Coinciding with the 150th anniversary of when the 13th Amendment abolishing slavery in the United States became law, an exhibit on the history of convict leasing in Texas is now on display at Rice. “Convict Leasing in Sugar Land: Featuring the Research Collection of Reginald Moore” will be viewable through Dec. 24 in the main first-floor hallway of Fondren Library.
The exhibit, which was created by Amanda Focke, an archivist in the library’s Woodson Research Center, grew out of collaboration between Reginald Moore of Sugar Land and Lora Wildenthal, professor of history at Rice. Moore had contacted Wildenthal in fall 2014 to discuss the work that he and others in the Texas Slave Descendants Society were doing to raise public awareness about the relatively unknown history of convict leasing in Fort Bend County and in Texas more generally. Rice’s History Department specializes in Southern history, the history of slavery and the history of post-emancipation labor, Wildenthal said.

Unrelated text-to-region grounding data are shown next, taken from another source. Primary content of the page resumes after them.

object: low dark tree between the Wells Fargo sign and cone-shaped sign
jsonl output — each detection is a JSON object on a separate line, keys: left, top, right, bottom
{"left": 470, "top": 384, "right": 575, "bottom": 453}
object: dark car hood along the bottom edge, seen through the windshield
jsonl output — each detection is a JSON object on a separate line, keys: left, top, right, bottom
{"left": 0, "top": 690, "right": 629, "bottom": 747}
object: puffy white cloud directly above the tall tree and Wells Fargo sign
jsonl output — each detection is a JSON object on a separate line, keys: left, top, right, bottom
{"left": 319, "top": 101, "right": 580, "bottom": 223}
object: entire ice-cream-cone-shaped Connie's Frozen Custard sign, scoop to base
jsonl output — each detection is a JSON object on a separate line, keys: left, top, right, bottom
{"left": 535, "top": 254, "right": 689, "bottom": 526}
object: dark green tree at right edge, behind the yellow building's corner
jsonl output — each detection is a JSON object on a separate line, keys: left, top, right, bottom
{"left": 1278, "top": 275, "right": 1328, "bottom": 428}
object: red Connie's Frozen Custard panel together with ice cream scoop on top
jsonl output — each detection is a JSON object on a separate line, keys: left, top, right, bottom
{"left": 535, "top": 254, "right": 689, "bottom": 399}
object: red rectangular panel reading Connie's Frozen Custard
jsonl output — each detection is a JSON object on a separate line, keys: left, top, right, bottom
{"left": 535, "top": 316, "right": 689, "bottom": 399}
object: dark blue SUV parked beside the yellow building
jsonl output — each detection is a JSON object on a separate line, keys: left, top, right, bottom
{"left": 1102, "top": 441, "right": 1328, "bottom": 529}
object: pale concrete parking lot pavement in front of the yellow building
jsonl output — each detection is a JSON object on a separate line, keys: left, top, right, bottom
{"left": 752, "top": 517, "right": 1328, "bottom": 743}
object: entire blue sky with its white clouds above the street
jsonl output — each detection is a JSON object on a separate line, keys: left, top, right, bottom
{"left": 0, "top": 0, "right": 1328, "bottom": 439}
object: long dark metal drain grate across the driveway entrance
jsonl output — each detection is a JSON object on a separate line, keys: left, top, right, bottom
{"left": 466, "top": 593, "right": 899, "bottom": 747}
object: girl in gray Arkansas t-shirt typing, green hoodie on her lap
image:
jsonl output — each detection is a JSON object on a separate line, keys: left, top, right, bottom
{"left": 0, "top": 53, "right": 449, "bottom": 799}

“When the convict-lease system started here in Texas in 1867, it was an atrocity how they treated those individuals,” Moore said of his motivation to research the issue and begin assembling a collection. “I just wanted to tell that story. I’m hoping that the community, the city and the university will be aware. I’m hoping that this education will be compelling to everybody.”

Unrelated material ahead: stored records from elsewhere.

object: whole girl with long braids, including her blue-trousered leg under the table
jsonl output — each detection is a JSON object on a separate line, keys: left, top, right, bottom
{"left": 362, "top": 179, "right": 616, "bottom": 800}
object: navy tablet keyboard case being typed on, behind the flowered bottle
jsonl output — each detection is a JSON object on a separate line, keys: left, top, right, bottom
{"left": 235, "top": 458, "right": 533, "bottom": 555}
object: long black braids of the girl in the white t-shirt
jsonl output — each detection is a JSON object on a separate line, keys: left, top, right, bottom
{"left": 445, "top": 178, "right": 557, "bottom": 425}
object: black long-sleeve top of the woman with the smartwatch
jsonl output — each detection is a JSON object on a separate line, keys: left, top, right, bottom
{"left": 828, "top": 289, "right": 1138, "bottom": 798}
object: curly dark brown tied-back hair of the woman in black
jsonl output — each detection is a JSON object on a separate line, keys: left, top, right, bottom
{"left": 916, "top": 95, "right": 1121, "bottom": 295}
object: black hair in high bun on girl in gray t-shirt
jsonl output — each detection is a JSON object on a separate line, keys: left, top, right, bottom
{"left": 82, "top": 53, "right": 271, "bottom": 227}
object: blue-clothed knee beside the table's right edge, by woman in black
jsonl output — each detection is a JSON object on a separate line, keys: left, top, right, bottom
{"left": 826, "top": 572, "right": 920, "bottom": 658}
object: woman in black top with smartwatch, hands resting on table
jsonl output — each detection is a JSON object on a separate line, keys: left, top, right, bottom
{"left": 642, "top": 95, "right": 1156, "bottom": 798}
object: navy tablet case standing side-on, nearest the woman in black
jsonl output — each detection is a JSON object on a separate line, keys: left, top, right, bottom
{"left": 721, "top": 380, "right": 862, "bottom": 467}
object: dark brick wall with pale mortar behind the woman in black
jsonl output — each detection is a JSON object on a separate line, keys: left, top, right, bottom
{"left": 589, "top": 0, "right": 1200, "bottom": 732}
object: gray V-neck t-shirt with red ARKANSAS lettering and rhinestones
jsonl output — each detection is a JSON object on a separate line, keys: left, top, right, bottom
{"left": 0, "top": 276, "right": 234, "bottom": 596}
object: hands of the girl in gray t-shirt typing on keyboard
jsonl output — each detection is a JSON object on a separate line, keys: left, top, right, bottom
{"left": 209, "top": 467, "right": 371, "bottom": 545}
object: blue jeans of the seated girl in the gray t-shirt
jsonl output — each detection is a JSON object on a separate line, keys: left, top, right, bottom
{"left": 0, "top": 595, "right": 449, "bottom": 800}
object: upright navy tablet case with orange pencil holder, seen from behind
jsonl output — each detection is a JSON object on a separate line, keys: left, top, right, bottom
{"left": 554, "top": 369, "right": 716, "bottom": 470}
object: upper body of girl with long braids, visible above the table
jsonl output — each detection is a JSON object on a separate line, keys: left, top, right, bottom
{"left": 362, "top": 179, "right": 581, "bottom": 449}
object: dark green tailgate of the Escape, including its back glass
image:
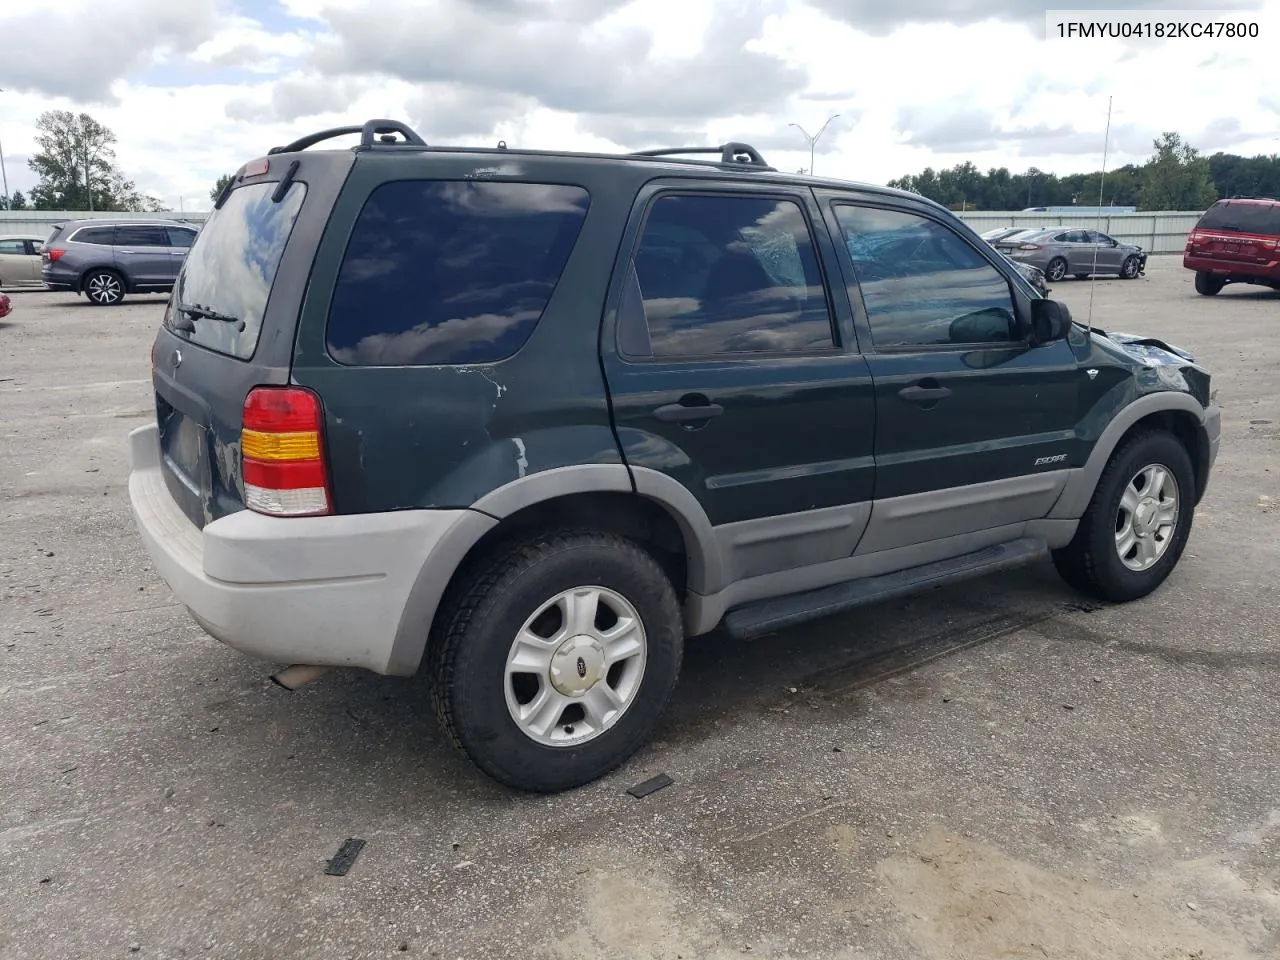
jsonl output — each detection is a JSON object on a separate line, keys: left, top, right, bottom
{"left": 152, "top": 151, "right": 355, "bottom": 527}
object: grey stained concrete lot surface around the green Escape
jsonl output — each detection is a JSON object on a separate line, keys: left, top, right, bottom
{"left": 0, "top": 259, "right": 1280, "bottom": 960}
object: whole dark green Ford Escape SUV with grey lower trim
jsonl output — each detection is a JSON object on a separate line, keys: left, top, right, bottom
{"left": 129, "top": 120, "right": 1221, "bottom": 791}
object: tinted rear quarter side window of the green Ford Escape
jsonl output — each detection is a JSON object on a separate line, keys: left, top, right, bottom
{"left": 327, "top": 180, "right": 588, "bottom": 366}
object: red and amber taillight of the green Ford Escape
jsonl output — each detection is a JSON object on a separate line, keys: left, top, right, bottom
{"left": 241, "top": 387, "right": 333, "bottom": 517}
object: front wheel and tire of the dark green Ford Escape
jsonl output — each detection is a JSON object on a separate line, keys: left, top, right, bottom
{"left": 1053, "top": 431, "right": 1196, "bottom": 603}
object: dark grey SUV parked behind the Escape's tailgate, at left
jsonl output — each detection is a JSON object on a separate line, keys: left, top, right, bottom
{"left": 41, "top": 219, "right": 197, "bottom": 306}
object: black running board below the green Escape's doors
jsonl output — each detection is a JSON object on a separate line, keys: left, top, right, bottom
{"left": 724, "top": 536, "right": 1047, "bottom": 640}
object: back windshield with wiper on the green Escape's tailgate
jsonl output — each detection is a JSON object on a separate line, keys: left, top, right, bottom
{"left": 165, "top": 180, "right": 306, "bottom": 360}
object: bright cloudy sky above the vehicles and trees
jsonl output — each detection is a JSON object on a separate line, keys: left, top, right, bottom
{"left": 0, "top": 0, "right": 1280, "bottom": 210}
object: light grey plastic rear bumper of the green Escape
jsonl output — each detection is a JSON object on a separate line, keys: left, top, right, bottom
{"left": 129, "top": 424, "right": 479, "bottom": 673}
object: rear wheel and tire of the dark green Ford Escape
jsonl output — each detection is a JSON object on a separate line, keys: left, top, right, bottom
{"left": 433, "top": 530, "right": 684, "bottom": 792}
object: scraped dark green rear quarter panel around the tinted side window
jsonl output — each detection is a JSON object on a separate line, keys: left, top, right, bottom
{"left": 285, "top": 152, "right": 645, "bottom": 513}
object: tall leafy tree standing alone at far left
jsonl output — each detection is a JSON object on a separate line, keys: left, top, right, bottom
{"left": 27, "top": 110, "right": 160, "bottom": 210}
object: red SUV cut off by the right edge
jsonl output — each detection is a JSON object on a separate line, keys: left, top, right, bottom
{"left": 1183, "top": 197, "right": 1280, "bottom": 297}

After the Civil War, Southern plantation owners and businessmen lost the low-cost labor forces of slaves around which they had built an economy, according to the exhibit’s website. Businessmen and state governments in Southern states soon realized that the protections of the Emancipation Proclamation did not apply to African-Americans who had been convicted of crimes and could subsequently receive prison sentences. A system called “convict leasing” was developed in which an individual, usually an African-American man, would be convicted of a crime and sentenced to labor. A business owner would then lease the labor of the convict from the state and regain access to the low-cost, unregulated labor market once provided by slavery. Convict leasing wasn’t abolished until the early 20th century.

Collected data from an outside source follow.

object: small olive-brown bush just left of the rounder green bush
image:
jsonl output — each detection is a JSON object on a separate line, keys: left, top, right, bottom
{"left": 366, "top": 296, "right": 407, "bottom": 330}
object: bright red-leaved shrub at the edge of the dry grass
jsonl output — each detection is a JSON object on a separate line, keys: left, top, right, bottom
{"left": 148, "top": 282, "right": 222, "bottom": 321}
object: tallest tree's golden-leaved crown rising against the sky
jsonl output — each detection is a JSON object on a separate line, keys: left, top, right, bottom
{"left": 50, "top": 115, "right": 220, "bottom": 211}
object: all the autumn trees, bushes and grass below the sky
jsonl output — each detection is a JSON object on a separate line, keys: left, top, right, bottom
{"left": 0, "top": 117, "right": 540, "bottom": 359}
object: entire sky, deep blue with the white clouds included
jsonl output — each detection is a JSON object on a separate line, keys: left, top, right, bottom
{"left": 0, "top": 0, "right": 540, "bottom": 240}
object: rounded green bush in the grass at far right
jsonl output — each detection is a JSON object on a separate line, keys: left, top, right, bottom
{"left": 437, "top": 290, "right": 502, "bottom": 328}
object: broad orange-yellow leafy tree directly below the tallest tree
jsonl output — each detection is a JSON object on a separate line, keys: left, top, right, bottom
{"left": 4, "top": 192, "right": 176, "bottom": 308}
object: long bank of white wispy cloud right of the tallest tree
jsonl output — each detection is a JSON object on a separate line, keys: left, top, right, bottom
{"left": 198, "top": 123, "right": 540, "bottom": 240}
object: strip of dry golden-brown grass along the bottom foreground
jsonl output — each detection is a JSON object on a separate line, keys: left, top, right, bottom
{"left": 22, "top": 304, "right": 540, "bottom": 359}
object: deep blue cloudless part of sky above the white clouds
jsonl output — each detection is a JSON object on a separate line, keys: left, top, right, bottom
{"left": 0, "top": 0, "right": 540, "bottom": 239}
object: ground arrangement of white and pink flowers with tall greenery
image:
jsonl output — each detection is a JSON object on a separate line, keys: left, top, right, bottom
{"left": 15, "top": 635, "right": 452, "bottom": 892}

Over the summer of 2015, a Rice Center for Civic Leadership Houston Area Research Team consisting of Rice undergraduates Breland Coleman, Ryan Deal and Alexandra Franklin worked to create a permanent record of Moore’s personal papers and other materials he has collected related to convict leasing and that he decided to donate to Rice. Together with Focke, the students digitized Moore’s collection and created a website to highlight the project, http://exhibits.library.rice.edu/exhibits/show/sugarlandconvictleasing.
“The collection also shines a light on early 21st-century activism in Texas regarding convict leasing and on related issues such as gaps and inaccuracies in Texas history schoolbooks and racial disparities in the criminal justice system,” Wildenthal said. “The collection documents efforts to spread knowledge about the history of convict leasing and the refusal to accept the manifestations of racism, prisoner abuse and worker abuse that are part of convict leasing and its legacies.”
Moore’s materials will be permanently housed, in their original physical form and in digitized form, at the Woodson Research Center. The collection is titled “Reginald Moore Sugar Land Convict Leasing System Research Collection 1872-2015 MS 636.”